Ending August on a bright spot. Elizabeth Murray

Aug 31, 2020 by Eileen Adler

Elizabeth Murray – Painting “Bop” explains that “finding resolution after struggling, was the highlight of being an artist” or a care partner.
 


     Elizabeth Murray (1940-2007) was an American painter who became a lighthouse for women artists, a shining example guiding their journey; she was their North Star. Before her untimely passing in 2007, she was able to oversee and organize an exhibition of women artists at the Museum of Modern Art in 1996, “Mamas at MoMa.”

And with all of my work (I think every artist has this): you leave it at night, and you come back and you think, ‘Wow, I’ve got it.
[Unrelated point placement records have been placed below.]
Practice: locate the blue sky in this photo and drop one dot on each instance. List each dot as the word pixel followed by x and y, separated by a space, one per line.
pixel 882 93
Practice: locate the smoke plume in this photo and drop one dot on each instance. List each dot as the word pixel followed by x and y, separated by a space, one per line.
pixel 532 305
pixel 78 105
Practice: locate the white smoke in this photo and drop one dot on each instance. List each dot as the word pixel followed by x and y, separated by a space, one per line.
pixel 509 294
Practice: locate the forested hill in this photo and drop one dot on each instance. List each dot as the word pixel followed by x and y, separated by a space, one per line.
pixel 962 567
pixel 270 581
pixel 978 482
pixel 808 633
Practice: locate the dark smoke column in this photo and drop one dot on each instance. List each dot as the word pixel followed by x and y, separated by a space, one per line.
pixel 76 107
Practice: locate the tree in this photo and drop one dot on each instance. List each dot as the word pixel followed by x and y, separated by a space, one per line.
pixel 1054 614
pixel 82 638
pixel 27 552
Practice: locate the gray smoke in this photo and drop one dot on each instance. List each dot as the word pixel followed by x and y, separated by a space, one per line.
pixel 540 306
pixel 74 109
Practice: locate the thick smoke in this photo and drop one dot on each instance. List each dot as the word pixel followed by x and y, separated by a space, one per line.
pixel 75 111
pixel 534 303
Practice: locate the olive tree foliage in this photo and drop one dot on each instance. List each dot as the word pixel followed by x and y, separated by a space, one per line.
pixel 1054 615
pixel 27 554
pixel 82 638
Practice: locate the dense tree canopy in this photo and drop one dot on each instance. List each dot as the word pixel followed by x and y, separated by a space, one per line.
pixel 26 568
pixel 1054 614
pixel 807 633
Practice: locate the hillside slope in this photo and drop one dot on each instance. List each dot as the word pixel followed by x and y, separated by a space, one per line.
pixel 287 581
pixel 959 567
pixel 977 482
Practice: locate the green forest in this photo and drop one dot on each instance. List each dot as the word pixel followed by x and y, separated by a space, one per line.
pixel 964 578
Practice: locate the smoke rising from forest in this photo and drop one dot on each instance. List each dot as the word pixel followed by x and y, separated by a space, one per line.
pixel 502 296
I’ve got it!’ And then you come back in the morning, and it’s gone; it looks awful,” acknowledging that today is an opportunity to begin again and be better. Care partners may share the same challenge: I’ve got this only to find that maybe you don’t. Elizabeth believed that “women’s art” was a misled category for art is in all of us, it’s androgynous; “art is sexy but it’s not about sex,” in the end, art surpasses gender. Care partners surpass gender as well for anyone can be a care partner.